Vancouver voters overwhelmingly approved creating a port district along the Columbia River in 1912. Five years later, as the United States entered World War I, pressure mounted to build more ships to make up for the merchant and military shortage. In 1918, voters approved a second bond turning 52 swampy acres east of the Spokane, Portland & Seattle Railway bridge across the Columbia near the infant Port of Vancouver for the development of a shipyard, Vancouver’s first.
The port filled in much of the swamp and leased the land to Portlander Guy M. Standifer (1886-1974), an investor in railroads and shipbuilding. A year earlier, the government awarded Standifer a contract for six wooden merchant ships. The Vancouver Weekly Columbian quoted his assertion, “On the river they are building thousands of feet of dock. … Many men are now at work, and hundreds more will be employed there within a short time. Surely there is a new day for Vancouver.”

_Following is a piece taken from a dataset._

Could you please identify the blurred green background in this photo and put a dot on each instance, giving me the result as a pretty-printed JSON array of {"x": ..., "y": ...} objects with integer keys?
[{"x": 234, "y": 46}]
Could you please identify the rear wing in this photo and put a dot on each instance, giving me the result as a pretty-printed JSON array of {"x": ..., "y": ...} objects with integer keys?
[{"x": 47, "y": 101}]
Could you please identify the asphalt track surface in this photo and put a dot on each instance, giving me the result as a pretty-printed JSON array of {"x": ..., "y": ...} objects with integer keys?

The boast came true. At its peak, the Standifer Wooden Yard employed 450 or more workers. It would launch six merchant vessels before the federal government canceled all wooden-ship contracts in December 1918.
At about the same time, Standifer won a contract under the Emergency Fleet Corporation Act to construct 10 9,500-ton steel steamships. Just weeks before, Vancouver voters approved the $185,000 bond to purchase and prepare a site for a new Standifer yard. This massive infusion of public funds assured the nascent port’s future.
The Standifer Steel Shipyard built only one ship by the war’s end. That didn’t end the shipbuilding. The yard continued production and constructed 15 cargo ships and five tankers while providing housing for more than 3,500 workers.
The S.S. Kineo (pictured), a wooden cargo ship, launched from the Standifer Wooden Shipyard in October 1918. The next month the war ended. Four years later, like many other wooden ships, the Kineo was scrapped.